The due date for the granddaughter of Pastor and Carol (Burnie and Amanda’s baby, who is to be named Beverly Joan) is February 28th. The Baptism will be scheduled for a Saturday evening in March (at their 5 pm service), so that Pastor can perform the Baptism, at Holy Cross Lutheran Church in Davenport on a Saturday evening in March. Members are invited. As a result of that service, regular Saturday Mass here will probably be cancelled on March 2, 9, or 16, to accommodate the Baptism. The schedule change will be announced as soon as it is known.
The Lighter Side
From the groaners department –
England doesn't have a kidney bank, but it does have a Liverpool
A thief who stole a calendar got twelve months.

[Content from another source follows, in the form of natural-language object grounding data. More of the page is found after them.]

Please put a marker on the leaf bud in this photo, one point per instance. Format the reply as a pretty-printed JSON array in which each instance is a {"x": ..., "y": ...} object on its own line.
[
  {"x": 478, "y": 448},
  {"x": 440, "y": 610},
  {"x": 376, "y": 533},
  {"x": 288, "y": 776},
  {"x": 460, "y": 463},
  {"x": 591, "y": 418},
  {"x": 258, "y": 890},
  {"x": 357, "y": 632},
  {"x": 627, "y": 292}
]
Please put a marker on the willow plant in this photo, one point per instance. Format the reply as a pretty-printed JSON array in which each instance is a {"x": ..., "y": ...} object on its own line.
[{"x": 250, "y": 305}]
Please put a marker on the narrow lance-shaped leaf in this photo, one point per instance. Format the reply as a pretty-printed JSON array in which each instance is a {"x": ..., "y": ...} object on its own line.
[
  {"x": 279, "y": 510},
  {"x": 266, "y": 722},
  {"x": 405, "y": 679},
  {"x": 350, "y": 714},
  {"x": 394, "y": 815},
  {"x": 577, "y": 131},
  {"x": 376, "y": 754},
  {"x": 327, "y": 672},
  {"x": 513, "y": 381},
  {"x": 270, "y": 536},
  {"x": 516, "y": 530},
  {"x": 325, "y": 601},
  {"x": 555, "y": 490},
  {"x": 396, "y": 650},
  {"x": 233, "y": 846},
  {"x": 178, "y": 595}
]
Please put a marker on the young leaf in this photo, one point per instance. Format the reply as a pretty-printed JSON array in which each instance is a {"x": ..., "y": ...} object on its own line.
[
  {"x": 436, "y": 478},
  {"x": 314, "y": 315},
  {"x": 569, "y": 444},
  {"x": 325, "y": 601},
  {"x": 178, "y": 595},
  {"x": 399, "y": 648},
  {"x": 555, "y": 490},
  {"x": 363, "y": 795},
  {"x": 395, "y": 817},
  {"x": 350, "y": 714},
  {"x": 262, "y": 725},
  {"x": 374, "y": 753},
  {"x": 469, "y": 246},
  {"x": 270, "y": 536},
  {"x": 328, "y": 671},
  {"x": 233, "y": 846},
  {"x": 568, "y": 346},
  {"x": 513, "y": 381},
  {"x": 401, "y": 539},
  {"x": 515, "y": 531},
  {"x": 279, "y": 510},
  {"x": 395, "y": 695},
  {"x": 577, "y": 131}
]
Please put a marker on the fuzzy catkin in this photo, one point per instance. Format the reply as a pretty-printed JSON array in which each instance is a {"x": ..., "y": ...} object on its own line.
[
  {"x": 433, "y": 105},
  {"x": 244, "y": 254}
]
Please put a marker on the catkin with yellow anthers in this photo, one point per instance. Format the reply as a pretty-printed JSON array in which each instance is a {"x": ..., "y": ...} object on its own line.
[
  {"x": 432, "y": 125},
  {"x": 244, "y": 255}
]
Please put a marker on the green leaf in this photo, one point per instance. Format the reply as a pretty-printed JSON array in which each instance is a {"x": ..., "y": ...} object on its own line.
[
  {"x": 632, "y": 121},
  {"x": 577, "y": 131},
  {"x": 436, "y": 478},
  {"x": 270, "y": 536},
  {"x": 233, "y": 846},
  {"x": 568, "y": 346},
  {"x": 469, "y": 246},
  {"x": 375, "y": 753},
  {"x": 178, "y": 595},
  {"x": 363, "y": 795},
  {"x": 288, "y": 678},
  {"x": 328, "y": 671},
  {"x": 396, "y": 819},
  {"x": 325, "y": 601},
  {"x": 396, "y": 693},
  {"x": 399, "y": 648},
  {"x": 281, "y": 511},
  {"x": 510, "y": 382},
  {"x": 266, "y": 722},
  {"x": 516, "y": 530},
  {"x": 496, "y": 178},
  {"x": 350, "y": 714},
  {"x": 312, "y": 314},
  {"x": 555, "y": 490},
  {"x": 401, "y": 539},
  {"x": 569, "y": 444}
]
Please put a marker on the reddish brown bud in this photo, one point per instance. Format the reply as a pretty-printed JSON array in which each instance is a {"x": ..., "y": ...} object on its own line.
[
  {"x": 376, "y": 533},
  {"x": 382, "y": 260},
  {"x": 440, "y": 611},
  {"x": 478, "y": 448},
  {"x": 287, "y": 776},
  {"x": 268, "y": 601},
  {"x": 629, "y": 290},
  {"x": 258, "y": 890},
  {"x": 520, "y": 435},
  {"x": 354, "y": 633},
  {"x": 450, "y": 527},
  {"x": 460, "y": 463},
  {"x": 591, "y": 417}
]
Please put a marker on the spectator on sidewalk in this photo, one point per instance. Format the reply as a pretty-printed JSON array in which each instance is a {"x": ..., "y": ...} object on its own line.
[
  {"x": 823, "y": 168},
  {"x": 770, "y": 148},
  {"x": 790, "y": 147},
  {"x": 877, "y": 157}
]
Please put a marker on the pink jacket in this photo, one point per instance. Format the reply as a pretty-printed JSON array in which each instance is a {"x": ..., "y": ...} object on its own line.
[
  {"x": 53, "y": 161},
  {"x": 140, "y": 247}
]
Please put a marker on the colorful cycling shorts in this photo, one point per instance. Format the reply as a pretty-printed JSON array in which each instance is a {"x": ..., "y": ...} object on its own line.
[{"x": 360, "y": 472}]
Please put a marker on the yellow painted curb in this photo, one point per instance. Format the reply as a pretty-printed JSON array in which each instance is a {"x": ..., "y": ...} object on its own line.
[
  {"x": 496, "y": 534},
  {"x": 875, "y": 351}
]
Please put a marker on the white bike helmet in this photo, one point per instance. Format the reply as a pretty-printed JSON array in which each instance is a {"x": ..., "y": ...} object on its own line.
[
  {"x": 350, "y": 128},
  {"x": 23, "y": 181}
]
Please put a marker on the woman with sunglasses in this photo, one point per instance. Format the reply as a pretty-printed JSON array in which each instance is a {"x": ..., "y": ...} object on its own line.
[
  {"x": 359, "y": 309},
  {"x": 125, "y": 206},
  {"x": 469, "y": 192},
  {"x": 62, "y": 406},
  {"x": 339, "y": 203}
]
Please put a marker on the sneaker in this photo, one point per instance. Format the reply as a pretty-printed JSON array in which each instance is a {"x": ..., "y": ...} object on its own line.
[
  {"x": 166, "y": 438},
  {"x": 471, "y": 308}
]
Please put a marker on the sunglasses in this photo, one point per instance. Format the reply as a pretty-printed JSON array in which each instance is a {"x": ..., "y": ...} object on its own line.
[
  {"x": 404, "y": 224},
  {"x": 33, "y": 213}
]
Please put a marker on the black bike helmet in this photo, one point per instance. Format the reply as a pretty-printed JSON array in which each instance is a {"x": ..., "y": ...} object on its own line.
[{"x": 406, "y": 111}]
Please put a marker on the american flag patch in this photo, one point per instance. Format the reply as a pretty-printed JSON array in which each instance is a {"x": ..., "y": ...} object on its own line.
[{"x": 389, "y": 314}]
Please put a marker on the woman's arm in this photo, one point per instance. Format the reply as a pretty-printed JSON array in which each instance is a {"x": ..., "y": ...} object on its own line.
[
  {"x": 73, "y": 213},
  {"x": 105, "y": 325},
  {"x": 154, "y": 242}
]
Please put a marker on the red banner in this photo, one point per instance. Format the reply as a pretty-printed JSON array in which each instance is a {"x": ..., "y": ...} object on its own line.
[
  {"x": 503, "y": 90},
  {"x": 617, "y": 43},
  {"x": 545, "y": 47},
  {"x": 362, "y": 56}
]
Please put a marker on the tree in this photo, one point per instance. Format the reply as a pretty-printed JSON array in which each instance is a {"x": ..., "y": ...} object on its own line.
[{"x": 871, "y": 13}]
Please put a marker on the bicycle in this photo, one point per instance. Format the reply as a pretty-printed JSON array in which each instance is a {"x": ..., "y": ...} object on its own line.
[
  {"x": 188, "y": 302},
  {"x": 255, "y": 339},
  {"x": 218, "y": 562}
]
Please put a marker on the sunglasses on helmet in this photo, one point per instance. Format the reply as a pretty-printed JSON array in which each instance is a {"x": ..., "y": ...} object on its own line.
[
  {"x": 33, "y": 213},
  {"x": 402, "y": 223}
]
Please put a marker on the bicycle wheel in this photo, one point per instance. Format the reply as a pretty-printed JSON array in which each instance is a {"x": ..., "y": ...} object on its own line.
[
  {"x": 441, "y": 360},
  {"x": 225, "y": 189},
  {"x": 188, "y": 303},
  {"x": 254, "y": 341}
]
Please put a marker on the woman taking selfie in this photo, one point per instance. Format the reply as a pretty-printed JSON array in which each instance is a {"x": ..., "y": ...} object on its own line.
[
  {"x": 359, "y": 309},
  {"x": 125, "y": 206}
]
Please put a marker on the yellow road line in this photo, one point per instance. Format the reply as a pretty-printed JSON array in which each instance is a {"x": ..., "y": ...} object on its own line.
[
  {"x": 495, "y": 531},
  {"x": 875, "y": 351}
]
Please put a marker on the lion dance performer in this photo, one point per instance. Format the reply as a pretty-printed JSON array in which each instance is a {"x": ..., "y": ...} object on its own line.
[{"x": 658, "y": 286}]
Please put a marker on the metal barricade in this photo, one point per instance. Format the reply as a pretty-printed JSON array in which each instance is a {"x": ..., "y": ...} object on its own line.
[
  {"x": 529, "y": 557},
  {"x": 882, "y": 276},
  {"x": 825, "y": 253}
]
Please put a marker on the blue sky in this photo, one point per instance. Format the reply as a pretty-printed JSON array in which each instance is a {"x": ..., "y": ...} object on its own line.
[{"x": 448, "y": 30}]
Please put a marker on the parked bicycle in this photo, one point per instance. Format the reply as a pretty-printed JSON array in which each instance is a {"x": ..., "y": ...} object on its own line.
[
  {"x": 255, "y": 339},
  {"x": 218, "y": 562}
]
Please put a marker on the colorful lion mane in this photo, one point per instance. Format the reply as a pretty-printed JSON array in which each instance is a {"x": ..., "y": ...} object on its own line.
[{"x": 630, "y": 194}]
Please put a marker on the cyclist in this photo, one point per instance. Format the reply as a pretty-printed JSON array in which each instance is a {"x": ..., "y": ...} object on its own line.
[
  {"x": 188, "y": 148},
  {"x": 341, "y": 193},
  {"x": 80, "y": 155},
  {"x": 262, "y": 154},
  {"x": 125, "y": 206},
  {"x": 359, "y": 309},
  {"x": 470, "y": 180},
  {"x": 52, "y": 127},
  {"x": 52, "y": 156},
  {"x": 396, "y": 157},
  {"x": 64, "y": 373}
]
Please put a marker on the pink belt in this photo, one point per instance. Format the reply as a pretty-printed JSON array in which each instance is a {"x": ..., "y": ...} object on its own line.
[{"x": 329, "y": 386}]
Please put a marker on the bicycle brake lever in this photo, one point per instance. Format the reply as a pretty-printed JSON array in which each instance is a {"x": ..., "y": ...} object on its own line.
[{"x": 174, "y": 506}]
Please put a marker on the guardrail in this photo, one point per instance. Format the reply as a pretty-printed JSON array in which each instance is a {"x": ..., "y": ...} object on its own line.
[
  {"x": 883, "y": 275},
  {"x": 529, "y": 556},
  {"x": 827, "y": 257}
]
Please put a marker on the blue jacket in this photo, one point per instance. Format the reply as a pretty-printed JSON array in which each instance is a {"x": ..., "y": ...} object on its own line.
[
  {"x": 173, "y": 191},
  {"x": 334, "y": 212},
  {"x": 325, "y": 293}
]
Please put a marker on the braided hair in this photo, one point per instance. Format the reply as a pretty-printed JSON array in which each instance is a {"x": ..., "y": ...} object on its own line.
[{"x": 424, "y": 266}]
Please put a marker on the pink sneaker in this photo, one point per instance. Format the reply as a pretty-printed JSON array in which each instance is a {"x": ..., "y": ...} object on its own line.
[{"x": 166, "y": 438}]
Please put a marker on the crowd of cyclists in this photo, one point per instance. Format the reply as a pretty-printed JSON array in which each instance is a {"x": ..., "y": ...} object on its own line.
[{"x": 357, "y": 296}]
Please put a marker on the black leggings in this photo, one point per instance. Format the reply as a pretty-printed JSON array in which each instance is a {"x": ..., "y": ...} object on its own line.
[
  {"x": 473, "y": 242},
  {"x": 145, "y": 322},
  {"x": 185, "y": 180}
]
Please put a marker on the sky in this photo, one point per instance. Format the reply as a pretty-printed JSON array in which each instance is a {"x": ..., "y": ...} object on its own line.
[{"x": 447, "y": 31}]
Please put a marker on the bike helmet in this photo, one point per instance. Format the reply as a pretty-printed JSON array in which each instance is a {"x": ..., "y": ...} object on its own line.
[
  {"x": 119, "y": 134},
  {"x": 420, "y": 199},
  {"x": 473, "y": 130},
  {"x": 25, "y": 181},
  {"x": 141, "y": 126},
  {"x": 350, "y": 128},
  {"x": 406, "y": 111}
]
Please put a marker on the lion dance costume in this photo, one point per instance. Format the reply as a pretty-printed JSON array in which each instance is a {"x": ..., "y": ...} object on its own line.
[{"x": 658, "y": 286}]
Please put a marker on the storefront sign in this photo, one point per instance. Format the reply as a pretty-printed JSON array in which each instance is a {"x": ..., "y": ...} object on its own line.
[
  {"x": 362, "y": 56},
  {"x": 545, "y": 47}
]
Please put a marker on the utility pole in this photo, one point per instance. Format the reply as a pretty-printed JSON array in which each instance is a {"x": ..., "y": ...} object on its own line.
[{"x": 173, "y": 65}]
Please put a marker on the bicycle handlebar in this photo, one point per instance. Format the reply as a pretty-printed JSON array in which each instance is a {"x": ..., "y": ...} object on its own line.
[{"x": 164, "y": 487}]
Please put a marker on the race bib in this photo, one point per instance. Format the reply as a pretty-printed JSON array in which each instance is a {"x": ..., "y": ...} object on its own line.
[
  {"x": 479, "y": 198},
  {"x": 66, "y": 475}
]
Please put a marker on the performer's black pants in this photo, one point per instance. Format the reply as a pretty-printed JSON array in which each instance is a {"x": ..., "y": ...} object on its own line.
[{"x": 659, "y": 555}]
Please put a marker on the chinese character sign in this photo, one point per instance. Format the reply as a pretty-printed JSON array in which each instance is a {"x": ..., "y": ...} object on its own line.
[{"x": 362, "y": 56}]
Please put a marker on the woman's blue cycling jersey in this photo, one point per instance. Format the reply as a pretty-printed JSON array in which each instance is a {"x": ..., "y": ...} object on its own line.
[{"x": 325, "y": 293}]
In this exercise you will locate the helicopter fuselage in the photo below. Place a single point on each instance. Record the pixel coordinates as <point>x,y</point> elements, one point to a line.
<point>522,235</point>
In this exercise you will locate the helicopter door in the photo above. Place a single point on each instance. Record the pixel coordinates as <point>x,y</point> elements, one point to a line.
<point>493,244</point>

A cardboard belt would be a waist of paper.
Progress on the Ordos
I’ve been working on our new ordos for some time now, and the end is in sight. When completed, they will contain all of the propers for the entire sanctoral cycle under one cover, as well as the hymns we have had in our old seasonal ordos, which in many cases are falling apart. One of the features of the new ordos is the musical notation for the propers, which the congregation will be encouraged to sing, along with the choir. The reason for this is twofold. On the one hand, our dwindling choir is sometimes hard-pressed to have enough vocal power to sing the propers alone. On the other hand, it is always good to encourage singing. As an aid to this, our organist Ryan Van Wassenhove has begun playing along with the singing of the propers, but until you get the new ordos in your hands with the notes, you could only sing along by listening and following (which you are certainly encouraged to try!). In any case, you may expect to see these new ordos soon!
+ Pastor Eckardt
First Tuesday Vespers, etc.
March 5th, Altar Guild is at 6 pm, Vespers is at 6:45, and Elders is at 7:15, as usual.
Candi Johnson has been teaching Sunday School this year, and it has been a great year so far. The children are learning Bible stories and having Pastor’s catechetical lessons reinforced. Thanks, Candi!
Daily mass is scheduled throughout Lent. The most excellent way to benefit from Lent is through worship. See the calendar for the schedule. If your schedule does not permit you to take advantage of daily mass, perhaps at least an added effort to make it to Wednesday evening mass would work for you.
We are again having Lenten soup suppers every Wednesday in March except for Holy Wednesday, currently at 5 pm, though there was a suggestion made to move to 5:30. Stay tuned, and join your family of the faithful for this time together. It’s a convenient time too, just prior to midweek Lenten masses.
Ladies, if you can, remember to wear your hats for Easter! They’re not necessary, of course, but a nice addition to the festivities.